Mobile infrastructure has been an important driver of internet growth in Africa, but mobile broadband is also an increasingly important tool for providing access to the internet. Mobile broadband provides broadband speeds that are faster than those traditionally offered by mobile networks, allowing for greater functionality and connectivity for an increasing number of users.

Since the demand for voice and basic data traffic in the region is relatively low, GSM networks remain in place, whereas in more developed markets, many GSM networks are being retired and the spectrum is being repurposed for 5G and LTE. In these more mature markets, the same process is underway with 3G networks, with assets including base stations as well as the spectrum again being repurposed for 5G. In Africa, by contrast, GSM and 3G will remain the bedrock of network infrastructure for some years yet, only being replaced by LTE and, in time, 5G as network demand requires. As a result, 5G is available in just a few countries in the region, mainly in more densely populated and economically active areas.

In a related issue, for many years, MNOs in the region were hampered by a lack of available spectrum, as most government agencies were focused on developing national ICT strategies without a sense of urgency.  The result was that spectrum auctions were delayed or canceled repeatedly. And without new licenses being issued, network operators were obliged to extract what capacity they could from their existing concessions.

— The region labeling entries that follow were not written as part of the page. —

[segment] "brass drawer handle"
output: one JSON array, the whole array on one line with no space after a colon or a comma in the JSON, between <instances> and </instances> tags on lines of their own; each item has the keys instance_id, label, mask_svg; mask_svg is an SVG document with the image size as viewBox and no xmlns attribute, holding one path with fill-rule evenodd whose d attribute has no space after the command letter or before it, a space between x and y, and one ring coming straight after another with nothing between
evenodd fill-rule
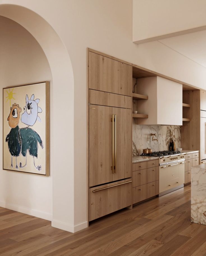
<instances>
[{"instance_id":1,"label":"brass drawer handle","mask_svg":"<svg viewBox=\"0 0 206 256\"><path fill-rule=\"evenodd\" d=\"M126 183L129 183L130 182L131 182L132 181L130 180L130 181L127 181L126 182L124 182L123 183L121 183L120 184L117 184L117 185L114 185L113 186L110 186L110 187L104 187L103 189L95 189L94 190L93 190L92 192L93 193L94 193L95 192L97 192L97 191L99 191L100 190L103 190L103 189L109 189L110 187L116 187L116 186L119 186L120 185L123 185L123 184L126 184Z\"/></svg>"}]
</instances>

Advantages and disadvantages:

It is essential to consider both advantages and disadvantages of using mobile technology in business. As cloud computing develops rapidly, mobile devices are increasingly used for business applications, enabling more flexible working practices and easier access to online services. The benefits of using mobile technology in business can lead to:

  • Higher efficiency and productivity of staff
  • Better quality and flexibility of service offered to customers
  • Increased ability to communicate in and out of the workplace
  • Greater access to modern apps and services
  • Improved networking capabilities

Disadvantages that come with the use of mobile technology in business include:

  • Costs: developing new technologies and devices can be expensive, and they often require maintenance and upkeep
  • Workplace distractions: Technology and devices have the potential to disrupt productivity and workflow in businesses as their prevalence increases
  • Training needs: staff may continually need new instructions and training on how to use the newest technology
  • IT security needs: Security risks can arise from portable devices, especially if they contain sensitive or critical business information. When using mobile technology for business inquiries, some measures must be taken to ensure that the devices and the data they access, remain safe

An African Thing

Mobile network operators' markets in Africa are growing rapidly and will continue to do so in the coming years. Today, about 20 to 22 million people in South Africa use a smartphone, which accounts for about one-third of the country’s population. As feature phones are still popular and widely used in the country and across the continent, the overall number of mobile connections is much higher at more than 90 million. The number of smartphone users is forecast to grow by more than five million by 2023.

Furthermore, Samsung is currently the leading mobile phone vendor in South Africa, according to Statista; More than 40 % of devices in use are currently made by the Korean tech giant. Huawei, a Chinese telecommunications company, and Apple, a US company, also have a significant presence in the South African market. In addition, there are three mobile network operators in South Africa that occupy about 90 % of the overall market: Vodacom, MTN, and Cell C. Vodacom has the largest share of subscribers at around 40 %; While MTN and Cell C are responsible for approximately 30 and 17 % of the market respectively.

Mobile users are best served when key spectrum management decisions support sustainable growth in the mobile industry. Telecom regulators should take steps to make all existing spectrum licenses technology-neutral, work to ensure the spectrum will be available in time to meet market demand and adopt best practices toward spectrum auctions, thus ensuring continued investment in next-generation mobile networks and cutting-edge mobile services.